A tax shelter is any method of reducing your taxable income, thus reducing the amount owed in taxes. Some would call tax shelters loopholes in tax laws, exploited by tax-payers in order to avoid paying taxes. Others, including the IRS, acknowledge these tax shelters as a means of creating investments which ultimately benefit both the tax-payer and the economy.
Though not all tax shelters are legal or ethical, there are many which are legal to use, and ultimately help to reduce the burden of taxes for anyone who chooses to utilize them. Tax shelters were created to be a program in which all citizens could participate in order to reduce their taxes. However, there are those who distort the intentions of these programs who, although being within the boundaries of tax law, act unethically and exploit these programs. For this reason, tax shelters are often associated with fraud, and are not seen as the beneficial program they were intended to be.
Legal Tax Shelters
As previously mentioned, many tax shelters are legal and beneficial to anyone who uses them. These legal tax shelters include investments in companies such as mining and drilling, as well as creating annuity-based accounts to be paid back over time.
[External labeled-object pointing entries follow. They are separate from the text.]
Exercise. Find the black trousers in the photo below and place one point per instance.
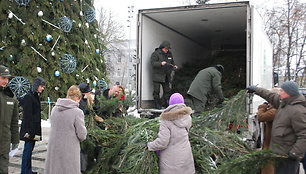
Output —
(161, 101)
(287, 166)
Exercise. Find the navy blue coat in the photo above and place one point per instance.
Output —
(31, 121)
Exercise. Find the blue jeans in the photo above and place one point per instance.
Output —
(26, 165)
(287, 167)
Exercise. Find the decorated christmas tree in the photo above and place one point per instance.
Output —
(54, 39)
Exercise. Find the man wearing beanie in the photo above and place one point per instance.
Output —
(206, 82)
(30, 130)
(162, 65)
(173, 140)
(9, 131)
(288, 135)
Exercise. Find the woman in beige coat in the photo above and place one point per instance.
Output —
(173, 140)
(67, 131)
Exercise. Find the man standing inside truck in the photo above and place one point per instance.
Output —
(162, 65)
(206, 82)
(9, 131)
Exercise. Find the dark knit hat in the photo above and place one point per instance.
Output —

Investments in mining and drilling were designed to work as a tax shelter in order to encourage people to make these investments. Companies such as these often take several years to begin to generate positive income, which is unappealing to most investors who expect quick and reliable returns on their investments. In response to this, the government has created a program for the costs of exploratory drilling to be distributed among investors as tax deductions. This creates instant tax savings, as well as the potential for large profits should the company invested in strike gold or oil.
Tax Shelter Annuity
A tax sheltered annuity is a contract that is offered by either an insurance company or an employer that allows an employee to designate a portion of his paycheck to be withheld before calculating taxes. This withheld money is then paid back to the employee in the form of annuity payments generally received after retirement, where the money is then made taxable. Tax sheltered annuity provides a legal and reliable way to reduce the amount owed in taxes, distributing it over a period of several years. Should money be withdrawn from the annuity account before the specified time that payments are to begin, however, significant penalties will apply, as well as the previously tax-deferred monies becoming immediately taxable.